I created a function in a multimodal model, which is supposed to reorder columns based on their correlation
X1 and X2 are the embeddings of the two views.

Below is the function:

        def get_corr_idx(self,X1, X2, n_rows):
        corr_matrix = torch.corrcoef(torch.concat([X1.t(), X2.t()]))
        # take lower matrix without diagonal
        corr_matrix = corr_matrix[-n_rows:, :n_rows]
        # make matrix absolute cause we dont care about negative or positive correlation
        corr_matrix = torch.abs(corr_matrix)
        view1_idx = []
        view2_idx = []
        for i in range(0, n_rows):
            arg_max = torch.argmax(corr_matrix)
            row = arg_max.item() / n_rows
            row = int(row)
            column = arg_max.item() % n_rows
            corr_matrix[:, column] = 0
            corr_matrix[row, :] = 0
        a = torch.LongTensor(view1_idx).to(torch.device("cuda:0"))
        b = torch.LongTensor(view2_idx).to(torch.device("cuda:0"))
        X1_trans = torch.index_select(X1, 1, a)
        X2_trans = torch.index_select(X2, 1, b)
        return X1_trans, X2_trans

I think the problem here is that grad_fn of “a” and “b” is None, which breaks the gradient. Because of that, my model stops learning and the losses stagnate.

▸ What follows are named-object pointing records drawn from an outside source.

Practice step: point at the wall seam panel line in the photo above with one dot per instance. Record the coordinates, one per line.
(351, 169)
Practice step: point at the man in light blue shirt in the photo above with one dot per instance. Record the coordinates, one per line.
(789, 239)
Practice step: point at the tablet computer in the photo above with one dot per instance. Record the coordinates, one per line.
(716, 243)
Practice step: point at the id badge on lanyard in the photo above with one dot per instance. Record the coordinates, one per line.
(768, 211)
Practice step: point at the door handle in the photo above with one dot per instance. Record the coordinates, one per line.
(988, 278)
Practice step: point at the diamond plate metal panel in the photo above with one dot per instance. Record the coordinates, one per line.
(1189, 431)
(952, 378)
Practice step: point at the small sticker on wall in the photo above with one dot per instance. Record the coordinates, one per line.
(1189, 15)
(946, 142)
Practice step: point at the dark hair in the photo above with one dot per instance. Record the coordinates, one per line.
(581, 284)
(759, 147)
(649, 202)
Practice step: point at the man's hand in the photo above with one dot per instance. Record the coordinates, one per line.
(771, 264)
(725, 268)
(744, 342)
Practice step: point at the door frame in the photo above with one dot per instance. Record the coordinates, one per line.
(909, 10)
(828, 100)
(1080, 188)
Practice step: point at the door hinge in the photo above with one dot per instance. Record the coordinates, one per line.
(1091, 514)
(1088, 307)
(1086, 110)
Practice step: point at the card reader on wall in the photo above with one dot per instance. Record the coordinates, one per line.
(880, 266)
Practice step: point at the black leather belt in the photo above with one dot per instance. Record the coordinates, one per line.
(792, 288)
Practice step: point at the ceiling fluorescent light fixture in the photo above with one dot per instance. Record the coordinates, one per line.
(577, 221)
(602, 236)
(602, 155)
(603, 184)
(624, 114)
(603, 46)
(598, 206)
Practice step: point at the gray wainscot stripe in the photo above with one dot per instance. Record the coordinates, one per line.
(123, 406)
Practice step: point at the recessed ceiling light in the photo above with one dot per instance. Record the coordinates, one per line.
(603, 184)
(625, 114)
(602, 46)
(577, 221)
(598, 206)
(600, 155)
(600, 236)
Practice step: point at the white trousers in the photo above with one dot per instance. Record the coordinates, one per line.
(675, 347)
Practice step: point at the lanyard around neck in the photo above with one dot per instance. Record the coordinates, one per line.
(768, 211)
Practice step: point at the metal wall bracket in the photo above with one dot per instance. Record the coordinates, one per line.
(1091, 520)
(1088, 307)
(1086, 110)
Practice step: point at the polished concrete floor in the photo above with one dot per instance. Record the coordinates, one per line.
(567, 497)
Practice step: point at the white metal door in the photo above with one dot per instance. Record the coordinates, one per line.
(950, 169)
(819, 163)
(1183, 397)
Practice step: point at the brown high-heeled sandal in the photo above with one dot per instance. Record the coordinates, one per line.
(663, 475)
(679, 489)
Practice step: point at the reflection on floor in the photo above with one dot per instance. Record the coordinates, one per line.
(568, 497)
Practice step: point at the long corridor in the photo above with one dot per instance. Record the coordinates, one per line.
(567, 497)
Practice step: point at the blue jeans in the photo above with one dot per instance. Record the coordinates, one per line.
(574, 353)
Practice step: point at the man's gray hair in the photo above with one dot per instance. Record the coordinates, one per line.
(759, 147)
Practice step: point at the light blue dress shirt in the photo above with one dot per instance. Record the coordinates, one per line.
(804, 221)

Does anyone have an suggestion on how to do this?

Thank you.


it’s not about reordering.
When you call


you are reinstantiating the tensor and breaking the attached graph.
you can cast to long via maybe tensor.long()

In addition to what @JuanFMontesinos correctly pointed out, I’m also thinking about int(row) which makes row an int object.

That to say even if you use what Juan has suggested, (so that the data isn’t copied reinstantiating the tensor) that int object (row) shall anyway have no graph attached to it - graphs are for tensor objects only.
Makes sense?

Also, I do not fully know or understand your use-case, but here’s something -

you are constructing a and b as long type and also wanting them to have their requires_grad=True or something, essentially wanting them to be somewhere in the gradient calculation thing. But, from what I know only tensors of data type = float or some complex type can have their requires_grad=True.

Not very sure if this would cause any errors for your use case though.

Hoping it helps,